Когда великан начал было дерзить, она указала ему на дверь. И тут выложила свой последний козырь:
— Если угодно, можете в ближайшие же дни обратиться к моему мужу. Сейчас его нет дома.
Когда она мне это рассказала, у меня мороз по коже пробежал. Она не знала, что делать со своей маленькой победой, смущенно улыбаясь, поглядела на дверь, словно речь шла о каком-нибудь назойливом разносчике.
Мне нравилась в ней эта убогая гордость. Сейчас я вновь припоминаю тогдашние неуклюжие проявления нашей любви. Всякий раз, как он или она вынуждены были защищаться, они давали волю загнанному внутрь чувству. Помню, отец в подобном случае совершенно так же, как мать, любяще-агрессивно откликнулся, когда я — мне было тогда лет девять или десять — однажды упорно промолчал весь урок пения, просто потому, что мне не хотелось петь.
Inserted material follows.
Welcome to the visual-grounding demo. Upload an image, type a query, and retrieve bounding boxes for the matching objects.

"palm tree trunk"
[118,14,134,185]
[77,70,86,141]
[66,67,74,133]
Учительница пения, женщина на пятом десятке, в седых кудерьках, поймала меня на этом, и я притворился, будто у меня болит горло. Она посмотрела мое горло и влепила мне пощечину. У отца был отпуск, на следующий же день после уроков он в мундире ждал ее. Она испугалась черепа на его фуражке, а он вежливо предостерег ее от того, чтобы впредь поднимать на меня руку. Со всеми жалобами надо обращаться
Мать годами пересыпала его костюмы нафталином, сохраняя их для меня, пока я не подрос. В его лучших воскресных брюках я сигаретой прожег дырку. Мать было набросилась на меня с кулаками, но я одной рукой отстранил ее, тут она поняла всю нелепость ситуации и зажала ладонями рот, пряча душивший ее смех. Вытаращенные глаза, безмолвный ужас, но теперь она уставилась не на меня, а на упавшие на ковер брюки посреди спальни.
Когда мне исполнилось двадцать лет и я на полголовы его перерос, эти костюмы мне уже не годились. При очередном сборе старой одежды мать связала все в узел и выставила за дверь, его забрала машина по сбору утиля.
По иронии судьбы одной из трех тем на выпускном экзамене по немецкому сочинению была: «Что такое счастье?» Оба мы, Виткамп и я, выбрали именно эту тему. За год до экзаменов на аттестат зрелости Виткамп считался у нас знатоком Ницше. Наши учителя были психически искалечены войной, учитель закона божьего после плена стал заикаться. Мы с Виткампом, глядя на него, не могли удержаться от смеха, от кратких холодных приступов смеха, действовавших нашему теологу на нервы. Мы не представляли себе, какой у нас был вид, когда мы насмехались над психическими расстройствами учителей, над угодничающим заикой-возвращенцем. Однажды теолог перед классом сказал мне и Виткампу:
— Когда-нибудь и вам будет не до смеха.
В самый разгар «экономического чуда», в феврале 1955 года, от рака матки умерла моя мать. Ей было сорок пять лет. Если правда, что, отступившись от счастья, человек заболевает раком, тогда моя мать смертельно заболела именно от такой своей жизни. В юности у нее болели глаза и она стеснялась ходить на танцы. Ей было восемнадцать, когда у нее воспалился левый глаз, врач прописал глазные капли и черную повязку, которую она стыдилась носить. Тянувшаяся годами слабость зрения. Глаз, как говорили в деревне, был порченый. Явное свидетельство неполноценности. Стыдясь, она этот глаз наполовину закрывала, на более поздних фотографиях видно, что глаза у нее разные, левый всю жизнь был слегка прищурен. Судя по ее описаниям, она страдала психосоматической болезнью глаз, которая казалась ей «словно бы напущенной». Обычные лекарства не помогали. В двадцать лет она уже левым глазом не различала буквы и не узнавала людей на улице. Как-то одна женщина дала ей пузырек с маслом; что за масло в пузырьке, никто не знал. Женщина велела ей каждый день втирать несколько капель за левым ухом. И через полгода глаз поправился, она опять ясно видела обоими глазами и буквы и людей и стала ходить на танцы. Пузырек с маслом оставался ее «тайной», задним числом она смущенно посмеивалась и над выброшенным пустым пузырьком, и над глазной болезнью. Отец любил повторять, что она просто притворялась до того, как он с ней познакомился, в такой деревенской дыре поневоле свихнешься. А он ее оттуда вытащил. С помощью вальса.